Develop a response strategy that favors preventive conservation to minimize proactively the need for physical intervention to treat objects.

When considering remediation, assess effect on features and systems.

Stages of Response


Each agent of deterioration has the potential to harm museum objects. Therefore, sources and attractants of each agent must be avoided. It is always preferable, but not always possible, to avoid the agent rather than having to deal with it and with its consequences by other means of control.


"Block" is frequently the most practical stage of control. If an agent cannot be avoided, then it should be prevented from reaching or affecting artifacts. For example, fire walls and compartments block fire, exclusion methods can be used to block pests, and vapour barriers block moisture and contaminants.

Enclosures have special significance for museums.
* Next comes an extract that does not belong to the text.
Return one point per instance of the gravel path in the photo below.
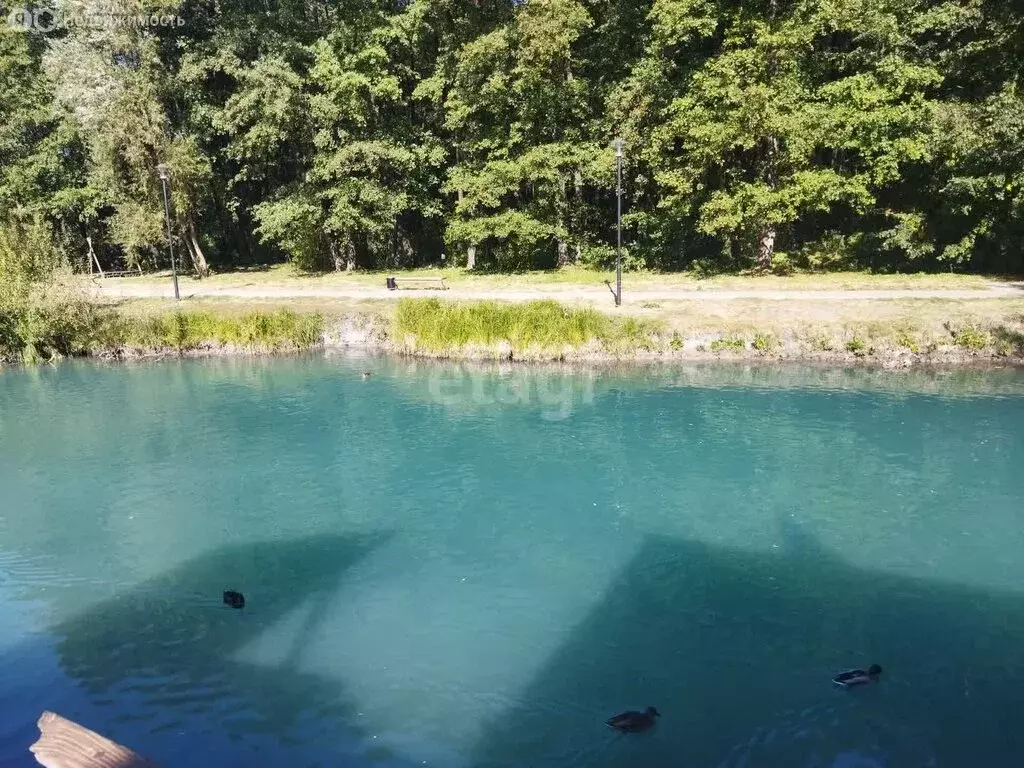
(121, 288)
The building enclosure can be designed in such a way that it not only blocks fire, criminals, and water, but also pests, outside contaminants, UV and unnecessary light, incorrect temperature, and incorrect relative humidity. Portable enclosures such as cases, cabinets, crates, boxes, bags, and bottles are just as important as building features for blocking agents from reaching individual artifacts.


If an agent of deterioration has not been avoided or blocked, then its presence will have to be detected within the collection, either directly or by its effects. For example, one can detect either the source of direct physical forces or the new damage caused by them.

Regular inspection of the collection is necessary to detect new damage early. The frequency of inspections depends on the rate and risk of each agent. For example, constant monitoring is required to detect fire and criminals as soon as they are present because they act quickly and are major risks to the collection. However, only periodic monitoring is necessary to detect slower agents such as pests and contaminants, or agents that do not present as great a risk, such as small water leaks.


Once the agent's presence has been detected, action must be taken. Establish response strategies in advance. Appropriate response time depends on the rate and risk of the agent. Minutes count when responding to fire or criminals, but museum staff may have a day or more before having to respond to damage by water, pests, or damp. Continue response activities until the agent is eliminated.


If all attempts at controlling damage from an agent of deterioration fail, then steps must be taken to recover from this damage by treating the affected artifacts. Usually, this involves cleaning, consolidation, and repair. However, much damage is impossible to undo. Some museum collections include the building. When damaged, newer buildings and facilities may be repaired or rebuilt, but rebuilding is a less acceptable or feasible option with historic buildings, In all cases, it is better to establish control strategies so that this stage is never reached.

Stages of Response, Framework for Preservation of Museum Collections, Canadian Conservation Institute.